Looking excellent dude, good luck with the contest.


----------



## Murmel (Apr 20, 2012)

Great work dude. Everything I've seen from lean gains has been amazing.
Makes me feel like an ass because I haven't been able to work out this entire week, but tomorrow I'm gonna kill it.


----------



## UnderTheSign (Apr 20, 2012)

Solid progress. Shows what a tan (?) and a lower fat % can do to how you look.


----------



## cwhitey2 (Apr 20, 2012)

Shit son. Good job.


----------



## Infamous Impact (Apr 20, 2012)

Insane transformation. Hope you win, you deserve it with all that hard work.


----------



## JStraitiff (Apr 20, 2012)

I blame the tan


----------



## TRENCHLORD (Apr 20, 2012)

Infamous Impact said:


> Insane transformation. Hope you win, you deserve it with all that hard work.


 
Some one should send word to Carvin (joking of course) that a huge order is on the way.


----------



## Uncreative123 (Apr 20, 2012)

I'll try to cover a little more in this post. Again, the one thing I can't stress enough is how diet is everything. I've often heard diet is 50%, but I think it's more like 99%. Everybody who's trying to lose weight reading this and understands it is already lifting and probably doing so at a moderate level, so I won't go into details about lifting routines. That really wasn't what helped my transformation, but it definitely had to be solid. It was something I already did so I don't really count it as part of the transformation. The one thing I changed was some light/moderate cardio, usually in the morning while fasted. 

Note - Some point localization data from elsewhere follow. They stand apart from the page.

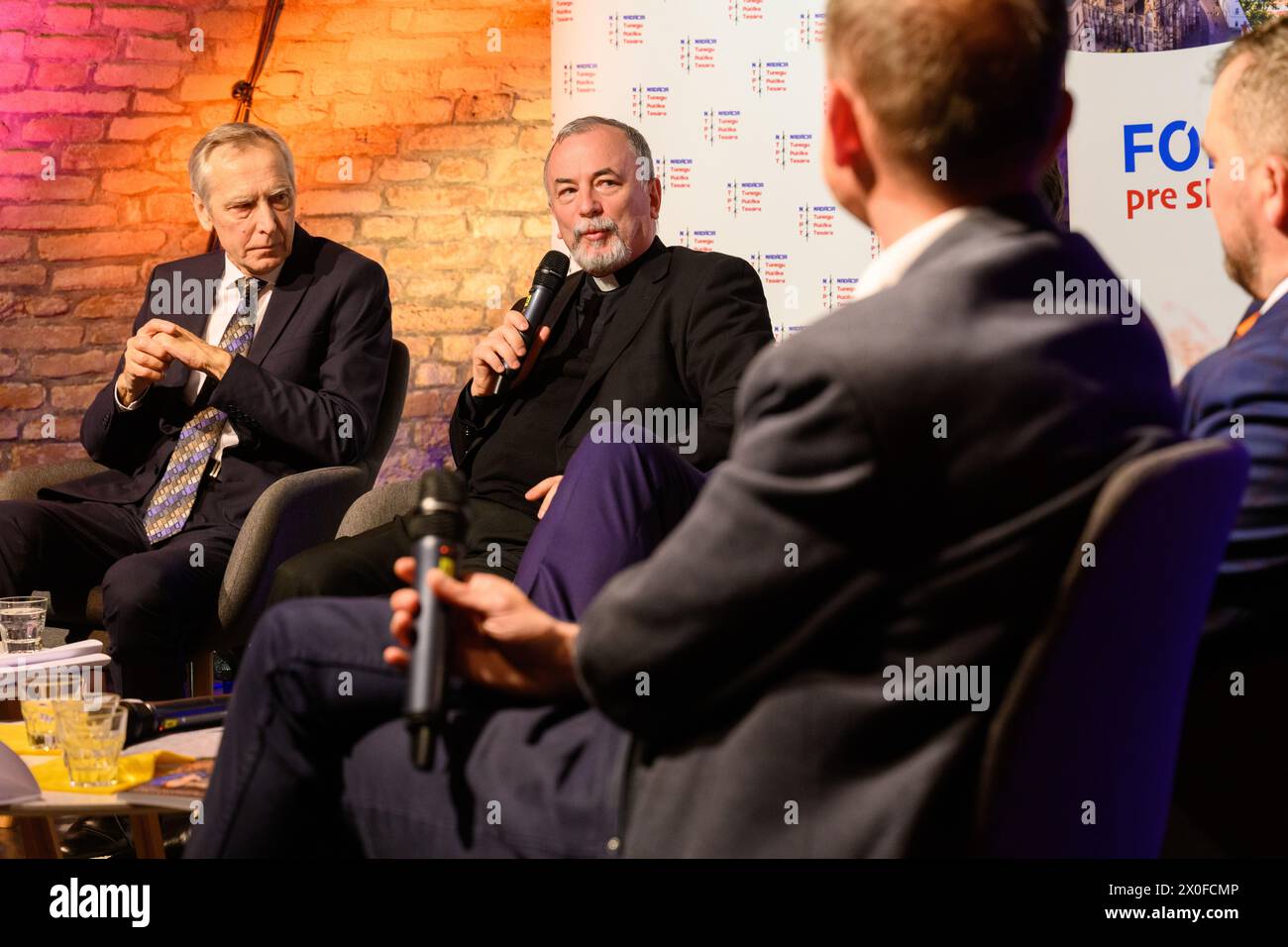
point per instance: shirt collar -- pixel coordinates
(896, 261)
(232, 274)
(1276, 294)
(623, 275)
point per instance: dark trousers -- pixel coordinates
(151, 594)
(316, 757)
(364, 565)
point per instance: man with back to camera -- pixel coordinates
(748, 680)
(640, 324)
(1232, 768)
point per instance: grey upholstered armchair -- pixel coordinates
(294, 514)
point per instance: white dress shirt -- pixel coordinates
(896, 261)
(1275, 295)
(226, 307)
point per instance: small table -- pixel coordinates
(35, 818)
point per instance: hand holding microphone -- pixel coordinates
(497, 360)
(438, 526)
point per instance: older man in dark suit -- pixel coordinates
(639, 325)
(261, 360)
(907, 480)
(1232, 767)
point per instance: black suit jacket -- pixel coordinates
(683, 337)
(765, 678)
(1249, 379)
(320, 355)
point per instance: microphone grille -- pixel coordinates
(552, 270)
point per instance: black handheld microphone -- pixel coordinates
(151, 719)
(439, 526)
(545, 283)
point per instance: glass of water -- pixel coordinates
(22, 620)
(40, 696)
(91, 733)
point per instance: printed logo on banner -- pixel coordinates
(771, 266)
(721, 127)
(838, 290)
(651, 101)
(581, 78)
(698, 53)
(768, 76)
(742, 11)
(815, 221)
(745, 196)
(810, 29)
(1175, 149)
(674, 172)
(702, 241)
(625, 30)
(794, 149)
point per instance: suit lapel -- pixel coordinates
(634, 311)
(205, 269)
(291, 285)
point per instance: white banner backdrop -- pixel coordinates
(729, 94)
(1137, 188)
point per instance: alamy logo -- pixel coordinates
(653, 425)
(1061, 296)
(102, 900)
(936, 684)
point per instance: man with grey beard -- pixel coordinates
(642, 328)
(1232, 766)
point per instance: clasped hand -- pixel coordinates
(155, 347)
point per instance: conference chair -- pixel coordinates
(296, 513)
(1081, 755)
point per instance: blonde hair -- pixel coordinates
(1260, 98)
(975, 82)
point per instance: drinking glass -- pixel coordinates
(22, 620)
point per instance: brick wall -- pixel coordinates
(419, 129)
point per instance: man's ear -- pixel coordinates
(846, 141)
(1060, 129)
(202, 213)
(1274, 200)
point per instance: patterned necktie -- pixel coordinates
(1244, 326)
(176, 493)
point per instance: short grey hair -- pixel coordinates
(236, 134)
(589, 123)
(1260, 98)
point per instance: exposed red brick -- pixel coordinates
(52, 217)
(151, 48)
(95, 277)
(62, 75)
(30, 274)
(43, 337)
(58, 129)
(81, 364)
(101, 244)
(46, 102)
(62, 18)
(140, 129)
(75, 48)
(34, 188)
(137, 75)
(13, 395)
(150, 20)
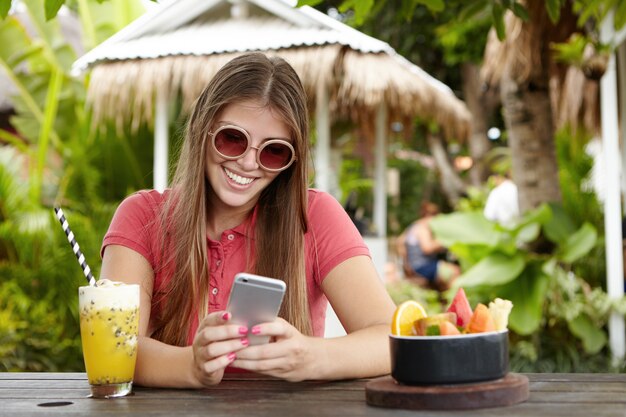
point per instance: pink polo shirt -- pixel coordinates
(331, 239)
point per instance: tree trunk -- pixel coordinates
(452, 185)
(481, 103)
(528, 117)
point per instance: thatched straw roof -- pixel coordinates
(181, 57)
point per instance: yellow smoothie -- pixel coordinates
(109, 321)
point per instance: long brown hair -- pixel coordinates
(281, 214)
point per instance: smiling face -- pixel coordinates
(238, 183)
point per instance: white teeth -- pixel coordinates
(237, 178)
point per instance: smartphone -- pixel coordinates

The most important thing was definitely the lean gains method of fasting for 16 hours and eating for 8 hours. I adhered to that pretty strictly. I'm never hungry in the mornings so it worked really well for me. By fasting it increases your insulin sensitivity and everything else. I won't bore you with all the details, you can read about them for yourself on the leangains site. It's really what helped me RETAIN muscle while dropping fat. As long as you make sure you pulse through the day with BCAA's you should be all set. That was the most important part for muscle retention. 

Lifting with a purpose is really important too. Prior to this contest I really felt like I was just going through the motions and my weightlifting didn't have much purpose. This contest was the thing that got me motivated. I respond very well to competition. I'll probably always have to do competitions like these to keep motivated from here on out. But whatever it takes. One of the things that helped get me through it was writing down all the days on the calender and being aware that there was a deadline that had to be met. I wrote out every day on the calender and marked off each day as it went by. I think that was incredibly helpful mentally. Dieting is all about will power and mental strength. Fasting/low-carbing for ONE day seems a lot easier than trying to think of it in terms of weeks. Just telling myself to get through THIS day and then I can eat more tomorrow helped me get through the whole thing. Just one day at a time. I kept track of my progress...almost daily, but did pictures only once a week, on Mondays. I had my routine, go to the gas station, get a paper, do pics. etc. Routine is always good for this stuff.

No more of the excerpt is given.